Sure, Trump is an awful person and candidate, and he's not even remotely serious as a policy wonk much less a prospective president. I too would be embarrassed if he was the standard-bearer of my party and movement. But let's get real: He's a pretty damn solid conservative and Republican. He brought his position on abortion into line in order to run for president and he's perfectly vile on immigration (the WSJ is a great and sadly rare exception to the reining orthodoxy on the right, which is all for closed borders and hissing in the direction of Latinos and other newcomers). He has pledged to spend (borrow) lots of money to continually upgrade the military and he hasn't been slow about talking about projecting American force willy-nilly (which is to say, Bush style). He's in favor of torture when it's called for, holds old-age entitlements sacred, and is brazenly anti-intellectual (while also constantly invoking his Ivy League B.A.). Just like the "reformocons," he will use the tax code and subsidies for his preferred policies, such as child-care for middle-class families and paid parental leave.

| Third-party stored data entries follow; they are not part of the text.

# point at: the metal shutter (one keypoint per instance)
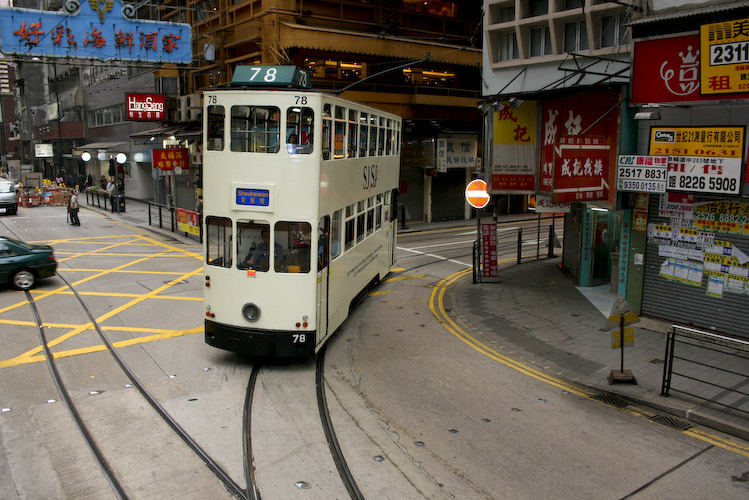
(690, 305)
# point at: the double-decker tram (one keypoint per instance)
(299, 192)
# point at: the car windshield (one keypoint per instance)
(17, 242)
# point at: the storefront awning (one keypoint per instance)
(103, 145)
(311, 37)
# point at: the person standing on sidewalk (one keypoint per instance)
(73, 208)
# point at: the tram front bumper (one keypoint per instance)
(255, 342)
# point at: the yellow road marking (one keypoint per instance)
(401, 278)
(438, 310)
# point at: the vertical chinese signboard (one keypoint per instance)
(490, 269)
(513, 162)
(595, 115)
(724, 57)
(101, 30)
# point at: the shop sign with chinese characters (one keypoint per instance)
(490, 269)
(724, 57)
(95, 30)
(169, 159)
(581, 169)
(513, 156)
(456, 151)
(668, 70)
(145, 107)
(641, 173)
(704, 175)
(188, 221)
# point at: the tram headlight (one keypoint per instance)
(251, 312)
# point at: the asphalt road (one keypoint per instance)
(418, 413)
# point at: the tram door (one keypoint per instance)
(323, 260)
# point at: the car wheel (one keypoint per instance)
(23, 279)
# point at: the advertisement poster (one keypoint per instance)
(640, 173)
(591, 115)
(724, 57)
(668, 70)
(490, 269)
(513, 163)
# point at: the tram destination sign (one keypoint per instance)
(642, 173)
(253, 197)
(271, 76)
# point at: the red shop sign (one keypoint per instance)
(668, 70)
(145, 107)
(582, 168)
(167, 159)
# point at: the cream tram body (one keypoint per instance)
(327, 201)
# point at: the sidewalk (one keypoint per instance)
(535, 314)
(136, 213)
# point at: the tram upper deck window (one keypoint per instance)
(372, 135)
(255, 129)
(253, 246)
(218, 241)
(299, 130)
(363, 133)
(216, 116)
(326, 126)
(339, 136)
(294, 238)
(353, 126)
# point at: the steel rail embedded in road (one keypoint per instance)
(335, 449)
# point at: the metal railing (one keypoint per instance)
(164, 211)
(523, 243)
(712, 368)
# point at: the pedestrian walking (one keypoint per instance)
(73, 208)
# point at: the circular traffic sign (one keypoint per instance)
(476, 194)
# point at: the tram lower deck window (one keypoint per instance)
(218, 241)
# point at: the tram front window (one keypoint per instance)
(253, 246)
(218, 241)
(294, 238)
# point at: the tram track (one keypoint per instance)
(113, 477)
(347, 478)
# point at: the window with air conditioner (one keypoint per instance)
(575, 36)
(540, 41)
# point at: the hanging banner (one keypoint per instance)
(594, 114)
(100, 30)
(582, 168)
(456, 151)
(724, 57)
(514, 165)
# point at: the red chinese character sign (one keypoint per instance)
(145, 107)
(168, 159)
(581, 169)
(593, 116)
(668, 70)
(100, 30)
(513, 149)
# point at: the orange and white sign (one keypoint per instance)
(476, 194)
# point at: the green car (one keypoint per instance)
(22, 264)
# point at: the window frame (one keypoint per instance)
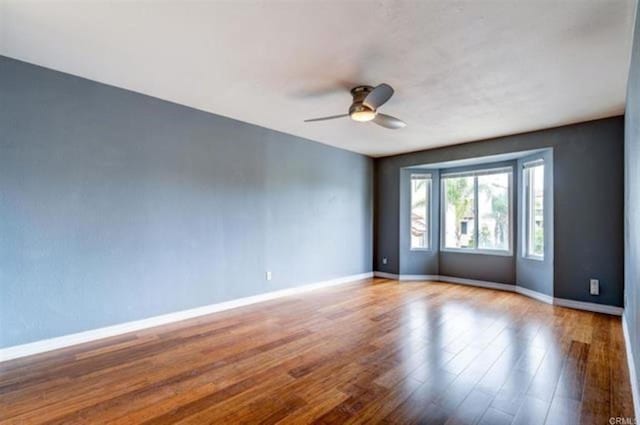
(508, 169)
(526, 208)
(428, 207)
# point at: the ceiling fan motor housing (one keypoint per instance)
(358, 111)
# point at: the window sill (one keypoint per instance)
(533, 257)
(478, 251)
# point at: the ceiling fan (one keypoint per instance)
(366, 101)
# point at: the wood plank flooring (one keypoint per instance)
(375, 351)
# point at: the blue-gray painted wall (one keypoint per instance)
(588, 205)
(116, 206)
(632, 200)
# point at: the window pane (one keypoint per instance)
(459, 212)
(420, 186)
(493, 211)
(535, 244)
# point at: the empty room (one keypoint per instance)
(327, 212)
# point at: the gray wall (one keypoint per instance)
(632, 200)
(117, 206)
(588, 196)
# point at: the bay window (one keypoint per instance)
(476, 211)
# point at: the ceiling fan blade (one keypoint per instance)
(388, 121)
(378, 96)
(332, 117)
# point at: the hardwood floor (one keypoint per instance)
(370, 352)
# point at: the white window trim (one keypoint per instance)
(475, 174)
(526, 216)
(428, 207)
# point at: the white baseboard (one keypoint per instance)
(386, 275)
(419, 277)
(579, 305)
(548, 299)
(633, 375)
(479, 283)
(122, 328)
(596, 308)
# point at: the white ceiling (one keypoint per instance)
(462, 71)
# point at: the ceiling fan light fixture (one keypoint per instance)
(363, 115)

The few apostasies that Trump declares—he doesn't seem to give a shit about religion, or gay marriage and other conservative social issues—are hardly the most unattractive things about him. Indeed, his willingness to say occasionally that our foreign policy isn't working so well (and the Obama's is a continuation of Bush's) shows that even a nearly completely ignorant candidate can stumble into truth.

Even on the longshot that Trump actually wins, the GOP has a lot of hard work ahead of it. It can't win the presidency with any regularity because it has been full of malarkey the entire 21st century when it came to living up to its small-government rhetoric. When given the chance, it either grew government at all levels and/or balked at doing things as simple as insisting on a serious budget process (this is Speaker Paul Ryan's latest failure btw, one that has gone largely unremarked upon). It spent more time demagoguing Obamacare as a threat to Medicare than coming up with an actual market-centered health-care reform of its own. It told us that government is so inherently incompetent we can't let it run our schools or deliver our mail even as it marched overseas to re-sculpt whole regions of the planet of which we know little and care less. In sort, the GOP stopped being a serious party and its court intellectuals long ago stopped holding it accountable because the stakes were too high (which is to say, a short-term loss in political power).

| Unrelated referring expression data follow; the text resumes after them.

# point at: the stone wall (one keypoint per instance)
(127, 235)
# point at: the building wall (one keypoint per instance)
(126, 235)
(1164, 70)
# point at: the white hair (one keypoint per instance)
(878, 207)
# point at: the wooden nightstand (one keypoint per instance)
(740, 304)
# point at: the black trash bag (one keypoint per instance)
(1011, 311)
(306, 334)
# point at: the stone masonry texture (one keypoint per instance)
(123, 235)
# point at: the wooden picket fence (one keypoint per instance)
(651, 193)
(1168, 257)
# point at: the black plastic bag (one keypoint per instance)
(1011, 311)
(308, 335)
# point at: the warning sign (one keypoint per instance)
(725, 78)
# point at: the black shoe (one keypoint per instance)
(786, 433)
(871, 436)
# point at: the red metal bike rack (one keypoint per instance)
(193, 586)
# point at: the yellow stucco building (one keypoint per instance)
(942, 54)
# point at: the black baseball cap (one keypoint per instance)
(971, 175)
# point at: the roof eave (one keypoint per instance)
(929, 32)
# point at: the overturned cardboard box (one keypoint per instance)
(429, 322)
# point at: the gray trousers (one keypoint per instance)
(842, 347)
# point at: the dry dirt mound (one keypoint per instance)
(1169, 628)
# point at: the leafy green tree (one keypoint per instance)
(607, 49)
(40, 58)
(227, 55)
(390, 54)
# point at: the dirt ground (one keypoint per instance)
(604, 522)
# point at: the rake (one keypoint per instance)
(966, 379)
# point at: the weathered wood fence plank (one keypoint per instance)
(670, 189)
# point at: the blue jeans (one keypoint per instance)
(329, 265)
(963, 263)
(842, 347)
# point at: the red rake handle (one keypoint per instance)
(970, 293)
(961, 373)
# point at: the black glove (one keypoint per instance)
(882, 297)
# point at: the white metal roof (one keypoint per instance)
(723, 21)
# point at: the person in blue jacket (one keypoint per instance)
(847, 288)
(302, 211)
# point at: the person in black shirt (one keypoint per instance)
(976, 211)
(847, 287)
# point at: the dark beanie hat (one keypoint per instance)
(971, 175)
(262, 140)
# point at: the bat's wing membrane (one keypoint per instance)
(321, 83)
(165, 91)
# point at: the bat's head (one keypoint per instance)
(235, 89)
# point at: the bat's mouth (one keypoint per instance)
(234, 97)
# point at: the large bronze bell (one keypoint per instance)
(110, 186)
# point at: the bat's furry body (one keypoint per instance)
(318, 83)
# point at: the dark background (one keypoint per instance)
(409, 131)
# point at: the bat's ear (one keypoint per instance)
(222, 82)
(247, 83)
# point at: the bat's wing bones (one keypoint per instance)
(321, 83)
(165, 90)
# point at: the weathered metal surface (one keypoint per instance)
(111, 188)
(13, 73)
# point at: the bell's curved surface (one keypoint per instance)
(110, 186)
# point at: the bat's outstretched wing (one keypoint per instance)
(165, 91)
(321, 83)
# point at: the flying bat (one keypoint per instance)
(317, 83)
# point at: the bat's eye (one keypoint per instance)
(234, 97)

An unserious party coughed up an unserious candidate. Imagine that.

Worse still: Republicans and conservatives will keep doing the same thing until they decide that they actually want to reduce the size, scope, and spending of government. That's the future that offers an actual, workable alternative to Hillary Clinton's and the Democratic Party's invigorated progressive agenda. But it will mean working with, among others, awful, awful people such as Rand Paul and Justin Amash in politics and libertarians out there in the policy and media space, who aim for consistency not because they're on the autism spectrum but because a unified vision of governance means less carve-outs for special interests and squabbling over public spoils. In an America where Gallup finds "libertarians" the largest ideological permutation—bigger than conservatives, liberals, and populists—the direction forward is kind of clear. Only the future awaits.